PARIS: US biotech firm Moderna said Monday its vaccine should remain protective against key coronavirus variants while the unrelenting pandemic led to tightened border restrictions worldwide.
In the face of deepening fears over new virus strains, Moderna offered some good news from lab studies of the variants first identified in the United Kingdom and South Africa.

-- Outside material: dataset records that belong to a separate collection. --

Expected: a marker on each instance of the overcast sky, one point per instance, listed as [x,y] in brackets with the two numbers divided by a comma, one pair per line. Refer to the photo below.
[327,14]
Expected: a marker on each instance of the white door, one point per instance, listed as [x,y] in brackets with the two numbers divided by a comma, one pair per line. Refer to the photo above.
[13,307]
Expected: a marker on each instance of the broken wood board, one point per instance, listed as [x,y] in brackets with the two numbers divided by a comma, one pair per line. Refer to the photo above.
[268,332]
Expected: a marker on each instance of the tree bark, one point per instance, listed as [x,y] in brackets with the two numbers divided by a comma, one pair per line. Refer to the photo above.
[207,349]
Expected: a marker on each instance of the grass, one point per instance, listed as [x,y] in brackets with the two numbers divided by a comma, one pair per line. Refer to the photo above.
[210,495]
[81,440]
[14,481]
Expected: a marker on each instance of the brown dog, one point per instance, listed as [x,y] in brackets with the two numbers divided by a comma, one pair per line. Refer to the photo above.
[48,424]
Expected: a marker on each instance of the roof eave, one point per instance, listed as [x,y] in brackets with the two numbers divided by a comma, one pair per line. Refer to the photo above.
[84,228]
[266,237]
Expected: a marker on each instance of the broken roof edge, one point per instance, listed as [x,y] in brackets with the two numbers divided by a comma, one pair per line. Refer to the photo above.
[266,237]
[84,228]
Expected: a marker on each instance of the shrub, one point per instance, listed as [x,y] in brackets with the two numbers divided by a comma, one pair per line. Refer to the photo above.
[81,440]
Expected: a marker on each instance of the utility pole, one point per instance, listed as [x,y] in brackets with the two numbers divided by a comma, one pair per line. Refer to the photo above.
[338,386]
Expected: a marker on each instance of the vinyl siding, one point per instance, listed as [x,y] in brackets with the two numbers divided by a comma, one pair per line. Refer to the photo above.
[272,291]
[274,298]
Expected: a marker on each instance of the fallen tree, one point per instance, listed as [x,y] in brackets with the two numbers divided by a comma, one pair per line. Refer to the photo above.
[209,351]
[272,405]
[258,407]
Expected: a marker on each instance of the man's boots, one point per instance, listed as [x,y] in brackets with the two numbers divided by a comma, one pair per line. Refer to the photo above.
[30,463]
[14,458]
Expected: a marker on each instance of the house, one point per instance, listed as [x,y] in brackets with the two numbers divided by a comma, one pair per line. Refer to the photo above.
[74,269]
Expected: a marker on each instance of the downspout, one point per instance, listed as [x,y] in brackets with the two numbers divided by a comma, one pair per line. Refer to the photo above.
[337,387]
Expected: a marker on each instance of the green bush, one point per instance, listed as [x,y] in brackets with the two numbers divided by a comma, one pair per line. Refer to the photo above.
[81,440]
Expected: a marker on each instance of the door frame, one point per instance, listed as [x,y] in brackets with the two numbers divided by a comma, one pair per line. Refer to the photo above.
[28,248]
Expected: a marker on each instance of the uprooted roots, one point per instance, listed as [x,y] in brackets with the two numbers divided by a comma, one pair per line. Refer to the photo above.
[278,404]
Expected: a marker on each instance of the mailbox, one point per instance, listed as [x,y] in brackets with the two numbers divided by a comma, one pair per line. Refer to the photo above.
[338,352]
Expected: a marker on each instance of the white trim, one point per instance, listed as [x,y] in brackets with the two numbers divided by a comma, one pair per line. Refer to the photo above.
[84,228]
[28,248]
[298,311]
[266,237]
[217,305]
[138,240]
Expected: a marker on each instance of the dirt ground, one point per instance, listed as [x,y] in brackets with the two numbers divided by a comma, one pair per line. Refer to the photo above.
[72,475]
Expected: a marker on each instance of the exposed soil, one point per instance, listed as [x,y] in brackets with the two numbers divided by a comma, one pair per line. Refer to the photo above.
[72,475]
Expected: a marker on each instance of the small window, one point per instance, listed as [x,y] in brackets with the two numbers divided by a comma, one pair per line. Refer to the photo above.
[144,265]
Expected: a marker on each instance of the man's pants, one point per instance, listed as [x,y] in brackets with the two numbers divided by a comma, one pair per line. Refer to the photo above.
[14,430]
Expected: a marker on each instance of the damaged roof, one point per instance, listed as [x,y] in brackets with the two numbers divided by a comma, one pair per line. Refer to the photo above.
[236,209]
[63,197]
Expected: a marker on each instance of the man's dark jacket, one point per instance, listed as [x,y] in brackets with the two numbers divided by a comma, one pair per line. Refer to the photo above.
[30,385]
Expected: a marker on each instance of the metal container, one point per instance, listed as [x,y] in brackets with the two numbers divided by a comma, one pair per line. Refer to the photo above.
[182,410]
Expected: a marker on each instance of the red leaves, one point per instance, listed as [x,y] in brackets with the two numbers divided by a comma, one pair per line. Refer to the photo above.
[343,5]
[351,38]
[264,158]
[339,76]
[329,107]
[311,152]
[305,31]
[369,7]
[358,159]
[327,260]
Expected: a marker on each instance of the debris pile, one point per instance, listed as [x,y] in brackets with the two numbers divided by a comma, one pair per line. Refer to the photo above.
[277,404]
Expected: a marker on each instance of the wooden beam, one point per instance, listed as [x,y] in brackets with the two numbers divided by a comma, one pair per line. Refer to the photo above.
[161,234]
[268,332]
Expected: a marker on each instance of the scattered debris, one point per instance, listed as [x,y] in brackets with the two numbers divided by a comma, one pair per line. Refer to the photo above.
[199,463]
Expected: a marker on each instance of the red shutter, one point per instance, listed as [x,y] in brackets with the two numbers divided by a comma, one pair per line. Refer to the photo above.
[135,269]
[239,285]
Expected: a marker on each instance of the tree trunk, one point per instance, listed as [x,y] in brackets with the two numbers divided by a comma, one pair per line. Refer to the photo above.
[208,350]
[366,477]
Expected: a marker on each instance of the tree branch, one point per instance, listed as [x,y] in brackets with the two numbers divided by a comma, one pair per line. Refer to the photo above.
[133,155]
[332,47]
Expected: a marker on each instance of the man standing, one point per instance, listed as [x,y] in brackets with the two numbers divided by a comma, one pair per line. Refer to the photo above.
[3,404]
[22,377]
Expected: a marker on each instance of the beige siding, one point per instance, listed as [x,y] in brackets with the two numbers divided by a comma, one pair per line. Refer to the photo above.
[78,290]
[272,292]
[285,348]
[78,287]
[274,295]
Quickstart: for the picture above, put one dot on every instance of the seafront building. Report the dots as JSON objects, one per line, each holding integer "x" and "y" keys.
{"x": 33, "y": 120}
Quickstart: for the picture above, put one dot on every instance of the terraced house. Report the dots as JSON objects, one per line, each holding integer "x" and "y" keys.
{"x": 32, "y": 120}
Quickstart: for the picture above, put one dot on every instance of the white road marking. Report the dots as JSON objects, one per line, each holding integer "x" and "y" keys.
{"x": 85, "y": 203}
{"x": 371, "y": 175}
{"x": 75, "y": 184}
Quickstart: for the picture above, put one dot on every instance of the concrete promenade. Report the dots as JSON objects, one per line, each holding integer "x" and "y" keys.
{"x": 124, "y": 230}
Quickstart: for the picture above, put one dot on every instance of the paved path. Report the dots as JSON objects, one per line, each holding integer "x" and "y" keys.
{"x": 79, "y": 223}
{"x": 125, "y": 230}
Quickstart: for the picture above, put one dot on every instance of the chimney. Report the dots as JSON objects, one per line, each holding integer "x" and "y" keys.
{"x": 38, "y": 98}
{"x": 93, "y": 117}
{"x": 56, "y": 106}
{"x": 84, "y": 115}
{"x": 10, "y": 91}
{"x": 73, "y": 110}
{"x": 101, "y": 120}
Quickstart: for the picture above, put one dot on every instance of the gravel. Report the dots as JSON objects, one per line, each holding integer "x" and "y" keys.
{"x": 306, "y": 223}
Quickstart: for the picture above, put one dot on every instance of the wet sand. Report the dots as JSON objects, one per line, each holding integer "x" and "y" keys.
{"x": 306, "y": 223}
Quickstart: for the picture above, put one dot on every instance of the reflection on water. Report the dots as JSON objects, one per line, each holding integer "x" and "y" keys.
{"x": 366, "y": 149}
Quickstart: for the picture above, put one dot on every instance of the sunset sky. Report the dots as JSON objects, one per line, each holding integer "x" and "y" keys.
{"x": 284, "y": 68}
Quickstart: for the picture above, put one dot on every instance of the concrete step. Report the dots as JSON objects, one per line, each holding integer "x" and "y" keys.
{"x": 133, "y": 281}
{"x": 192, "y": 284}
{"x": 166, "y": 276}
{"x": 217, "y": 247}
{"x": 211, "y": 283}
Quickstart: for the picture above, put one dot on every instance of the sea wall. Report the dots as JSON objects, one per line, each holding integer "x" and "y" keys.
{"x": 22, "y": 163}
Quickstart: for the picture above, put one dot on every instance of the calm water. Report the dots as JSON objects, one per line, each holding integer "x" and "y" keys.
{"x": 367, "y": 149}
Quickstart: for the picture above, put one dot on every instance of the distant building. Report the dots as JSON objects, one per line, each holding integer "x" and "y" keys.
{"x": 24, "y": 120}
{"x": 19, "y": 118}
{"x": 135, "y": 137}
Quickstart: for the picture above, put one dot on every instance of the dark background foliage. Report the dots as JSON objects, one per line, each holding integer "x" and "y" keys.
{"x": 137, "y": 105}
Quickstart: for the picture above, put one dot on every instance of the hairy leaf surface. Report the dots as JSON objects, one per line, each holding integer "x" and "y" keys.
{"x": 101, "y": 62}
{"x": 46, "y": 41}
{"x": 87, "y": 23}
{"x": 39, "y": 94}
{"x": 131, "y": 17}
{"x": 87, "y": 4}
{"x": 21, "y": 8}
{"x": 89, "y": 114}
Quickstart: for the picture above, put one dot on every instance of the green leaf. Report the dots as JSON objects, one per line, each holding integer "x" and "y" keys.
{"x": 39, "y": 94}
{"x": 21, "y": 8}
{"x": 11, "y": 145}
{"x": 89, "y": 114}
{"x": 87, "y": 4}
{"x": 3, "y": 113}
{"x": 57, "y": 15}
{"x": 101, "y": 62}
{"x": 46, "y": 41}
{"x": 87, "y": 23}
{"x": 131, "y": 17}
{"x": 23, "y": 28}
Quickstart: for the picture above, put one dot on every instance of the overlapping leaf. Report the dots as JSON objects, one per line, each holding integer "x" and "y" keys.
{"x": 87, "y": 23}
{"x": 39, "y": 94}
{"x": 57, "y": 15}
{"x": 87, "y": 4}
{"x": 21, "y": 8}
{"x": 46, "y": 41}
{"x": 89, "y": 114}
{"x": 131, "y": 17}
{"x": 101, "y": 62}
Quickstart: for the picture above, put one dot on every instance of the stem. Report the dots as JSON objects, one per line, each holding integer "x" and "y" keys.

“We are encouraged by these new data, which reinforce our confidence that the Moderna Covid-19 vaccine should be protective against these newly detected variants,” said CEO Stephane Bancel.
However, out of caution, Moderna will carry out more tests adding a second booster of its vaccine — to make three shots in total.
The United Nations put out a grim reminder that the virus is also taking a huge toll on global jobs.
On global borders, the United States was to join France, Israel, Sweden and others in pulling up the drawbridge to certain arrivals, amid deep concern about new strains of the pathogen that originated in Britain and South Africa. “It’s up to us to show that we are civic-minded,” Spaniard Claudio Barraza told AFP at Paris’s main international airport, after new rules on tests for arrivals came into force.
The European Commission on Monday urged tougher Covid-19 screening of travellers, calling on the 27 members states to impose pre-trip PCR tests for all those allowed into the European Union and quarantine on arrivals from zones where more-contagious virus variants were spreading.
In Washington, President Joe Biden was on Monday to reimpose a ban on most non-US citizens who have been in Britain, Brazil, Ireland and much of Europe, as well as adding South Africa to the list, a senior White House official said. Dutch Prime Minister Mark Rutte condemned “criminal violence” on Monday after anti-curfew protesters went on the rampage. Australia’s medical regulator formally approved the Pfizer vaccine, with the first doses expected to be administered in late February, Prime Minister Scott Morrison said Monday.